The old story about the changing geography of production noted that, while labour-intensive production could be relocated from industrial areas of the ‘north’ to export processing zones or border towns in the ‘global south’, research and development (R&D) would stay in the ‘north’. So, part of the colonial division of labour was broken down by the emergence of production complexes in places such as South Korea or Mexico but, by-and-large, the more important functions in the production process (R&D, design, marketing, corporate headquarters, etc.) would stay in North American and Western Europe: it would be a new international division of labour (NIDL) but the key decisions and the best jobs would still be located in the rich world.
Now, as the New York Times reports, the shape of the NIDL might just be changing. Rather than keeping all its R&D in the U.S., for example, Applied Materials, “the world’s biggest supplier of the equipment used to make semiconductors, solar panels and flat-panel displays,” has built its newest and largest research lab in Xian, “a city about 600 miles southwest of Beijing [which has] 47 universities and other institutions of higher learning, churning out engineers with master’s degrees who can be hired for $730 a month.”

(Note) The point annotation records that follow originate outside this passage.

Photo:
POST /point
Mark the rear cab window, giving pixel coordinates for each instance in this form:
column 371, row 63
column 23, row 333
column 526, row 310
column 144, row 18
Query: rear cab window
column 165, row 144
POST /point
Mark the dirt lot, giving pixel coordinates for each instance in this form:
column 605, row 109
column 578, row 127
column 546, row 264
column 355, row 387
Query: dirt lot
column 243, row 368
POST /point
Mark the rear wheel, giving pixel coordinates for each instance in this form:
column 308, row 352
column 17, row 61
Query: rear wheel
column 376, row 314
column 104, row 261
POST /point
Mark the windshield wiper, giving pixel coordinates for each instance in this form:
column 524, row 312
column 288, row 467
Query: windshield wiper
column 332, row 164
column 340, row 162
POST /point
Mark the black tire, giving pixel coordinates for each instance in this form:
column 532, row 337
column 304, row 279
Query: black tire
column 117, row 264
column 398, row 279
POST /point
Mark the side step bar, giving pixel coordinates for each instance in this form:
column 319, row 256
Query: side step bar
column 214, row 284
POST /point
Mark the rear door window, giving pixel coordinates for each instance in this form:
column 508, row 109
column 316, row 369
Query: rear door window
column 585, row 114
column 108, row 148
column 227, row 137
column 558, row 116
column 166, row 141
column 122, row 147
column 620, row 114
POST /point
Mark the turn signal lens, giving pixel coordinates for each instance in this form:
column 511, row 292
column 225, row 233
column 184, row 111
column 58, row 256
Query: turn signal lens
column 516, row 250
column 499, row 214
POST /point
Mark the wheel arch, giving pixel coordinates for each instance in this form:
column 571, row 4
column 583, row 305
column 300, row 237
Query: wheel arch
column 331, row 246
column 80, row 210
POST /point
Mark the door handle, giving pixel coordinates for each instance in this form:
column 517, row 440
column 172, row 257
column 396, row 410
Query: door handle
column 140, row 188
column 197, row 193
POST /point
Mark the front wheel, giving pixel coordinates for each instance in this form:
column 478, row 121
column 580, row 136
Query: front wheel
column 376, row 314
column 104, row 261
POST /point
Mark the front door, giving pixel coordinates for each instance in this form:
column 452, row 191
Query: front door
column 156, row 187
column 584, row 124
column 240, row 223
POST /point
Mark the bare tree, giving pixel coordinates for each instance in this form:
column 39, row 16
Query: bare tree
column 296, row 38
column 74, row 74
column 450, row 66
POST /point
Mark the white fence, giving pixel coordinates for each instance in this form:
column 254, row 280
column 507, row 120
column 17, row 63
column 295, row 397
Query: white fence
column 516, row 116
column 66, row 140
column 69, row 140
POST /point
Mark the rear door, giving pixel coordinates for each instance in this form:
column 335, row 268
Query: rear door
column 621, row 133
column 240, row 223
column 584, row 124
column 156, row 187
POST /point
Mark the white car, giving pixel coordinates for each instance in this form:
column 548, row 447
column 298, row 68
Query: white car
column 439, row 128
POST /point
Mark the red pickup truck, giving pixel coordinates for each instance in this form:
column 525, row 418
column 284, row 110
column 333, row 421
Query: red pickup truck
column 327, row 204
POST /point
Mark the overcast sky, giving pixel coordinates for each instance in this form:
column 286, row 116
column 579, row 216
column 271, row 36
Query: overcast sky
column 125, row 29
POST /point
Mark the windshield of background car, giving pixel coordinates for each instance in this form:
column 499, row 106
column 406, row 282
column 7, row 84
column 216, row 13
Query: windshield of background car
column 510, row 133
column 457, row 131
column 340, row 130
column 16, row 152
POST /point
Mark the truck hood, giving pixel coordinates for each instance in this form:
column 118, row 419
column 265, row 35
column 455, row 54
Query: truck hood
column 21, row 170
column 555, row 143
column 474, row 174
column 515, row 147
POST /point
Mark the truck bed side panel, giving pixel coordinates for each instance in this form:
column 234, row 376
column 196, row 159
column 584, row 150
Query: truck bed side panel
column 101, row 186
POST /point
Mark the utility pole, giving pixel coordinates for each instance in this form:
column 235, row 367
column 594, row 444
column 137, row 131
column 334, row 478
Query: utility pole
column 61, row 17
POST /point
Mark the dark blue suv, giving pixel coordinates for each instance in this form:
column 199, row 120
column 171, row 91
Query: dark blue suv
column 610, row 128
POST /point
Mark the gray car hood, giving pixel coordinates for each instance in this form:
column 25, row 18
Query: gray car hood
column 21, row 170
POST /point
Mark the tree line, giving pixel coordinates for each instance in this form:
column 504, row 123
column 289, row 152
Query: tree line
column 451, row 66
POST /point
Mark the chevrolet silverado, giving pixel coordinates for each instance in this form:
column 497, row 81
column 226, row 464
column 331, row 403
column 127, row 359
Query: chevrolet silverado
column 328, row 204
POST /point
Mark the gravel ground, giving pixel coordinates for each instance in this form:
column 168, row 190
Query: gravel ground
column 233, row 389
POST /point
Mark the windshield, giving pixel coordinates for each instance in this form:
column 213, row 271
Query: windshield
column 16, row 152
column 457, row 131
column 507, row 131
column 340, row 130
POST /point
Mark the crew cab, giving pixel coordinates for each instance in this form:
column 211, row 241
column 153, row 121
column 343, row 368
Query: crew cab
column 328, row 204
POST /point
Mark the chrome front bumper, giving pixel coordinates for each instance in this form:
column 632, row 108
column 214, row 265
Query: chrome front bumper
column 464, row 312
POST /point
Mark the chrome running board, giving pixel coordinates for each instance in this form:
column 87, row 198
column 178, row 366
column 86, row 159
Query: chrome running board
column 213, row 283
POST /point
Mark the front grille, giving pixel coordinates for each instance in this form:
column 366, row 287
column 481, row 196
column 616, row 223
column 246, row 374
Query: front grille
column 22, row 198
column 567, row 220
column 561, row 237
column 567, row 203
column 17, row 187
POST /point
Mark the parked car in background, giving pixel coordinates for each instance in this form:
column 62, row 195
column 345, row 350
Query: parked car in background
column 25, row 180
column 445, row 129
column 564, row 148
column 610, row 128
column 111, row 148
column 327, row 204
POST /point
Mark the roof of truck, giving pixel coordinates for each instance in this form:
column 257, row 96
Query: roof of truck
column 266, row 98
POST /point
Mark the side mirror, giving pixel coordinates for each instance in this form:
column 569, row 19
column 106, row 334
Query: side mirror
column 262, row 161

It’s not just cheap labour-power that attracts companies such as Applied Materials. Like the Irish Development Agency’s use of various enticements to pull inward investment to Ireland, cities such as Xian are doing their bit to grab a share of the investment pie. Indeed, “the Xian city government sold a 75-year land lease to Applied Materials at a deep discount and is reimbursing the company for roughly a quarter of the lab complex’s operating costs for five years” – nice deal for Applied Materials.